The truth is that the Shaws caused an absolute scandal here back in the 90s. It is a sad story and this is how it goes: Dasher! You naughty thing! You’ve just laddered mama’s stockings! Butler! Butler! Where were you, I’ve been calling you for centuries! I need new stockings. Yes. I don’t care, just get them! Yes, I’ll have another Buck’s Fizz, thank you. Dasher knows that Mama needs her medicine.
Miles Shaw was the mining manager at AuruMine here in Sub-Nigel. It’s closed now but when he was running the show – and believe me he was a man that was large and in charge! – it simply churned out a fortune of wealth. It made the town rich and so Miles became a bit of a local hero, despite being English. He had a trophy wife, a real poppie, a little stick insect who used to be weighed down by all the gold Miles used to give her. Oh God, what would I do without Buck’s Fizz? Bottoms Up!
They tried for years to fall pregnant, and then one day Miles announced that they were going to have a daughter the whole town was behind them! And that daughter was born healthy and beautiful and kept growing more and more beautiful and she was the poster child for Nigel. So you can understand that when what happened, happened, it was shame on a drastic scale! I take it that you knew this daughter and so you will know what it was that caused the uproar. But what you won’t know is Miles was so outraged, so disappointed, so shocked – he was English, but had the moral values of an Afrikaner! – he banished Eve from town. She was only fifteen when he kicked her out with nothing but the dress on her back. We never heard from her again. And of course the other family was disgraced! After that Miles slunk into a deep depression and within the year, he had gassed himself in his home garage. All because of an illicit love affair! Can you imagine?!
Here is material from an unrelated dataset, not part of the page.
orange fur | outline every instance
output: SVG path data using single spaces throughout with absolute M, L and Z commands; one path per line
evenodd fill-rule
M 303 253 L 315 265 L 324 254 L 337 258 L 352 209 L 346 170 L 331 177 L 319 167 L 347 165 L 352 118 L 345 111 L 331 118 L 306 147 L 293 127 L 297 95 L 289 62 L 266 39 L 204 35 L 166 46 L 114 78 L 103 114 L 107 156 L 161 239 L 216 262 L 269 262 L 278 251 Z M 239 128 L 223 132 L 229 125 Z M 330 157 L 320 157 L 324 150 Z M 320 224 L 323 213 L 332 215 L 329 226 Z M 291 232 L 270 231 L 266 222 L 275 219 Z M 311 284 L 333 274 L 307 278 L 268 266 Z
So that is what you wanted to know, Mister Harris, I hope I have helped you in your quest. What the tragedy of the Shaw family has to do with you I can only imagine. I wish you good luck but I must also warn you that you are in grave danger. Nothing is what it seems, Mister Harris. If you can just manage to stay alive for the next few days you will outlive the shadow that is upon you. Now I must run, the chopper is here and Dasher seems determined to choke on a fur ball.
PS. You mentioned a Denise Shaw, sister to Evelyn? She doesn’t exist. At least not in this particular universe! Toodle doo, darling.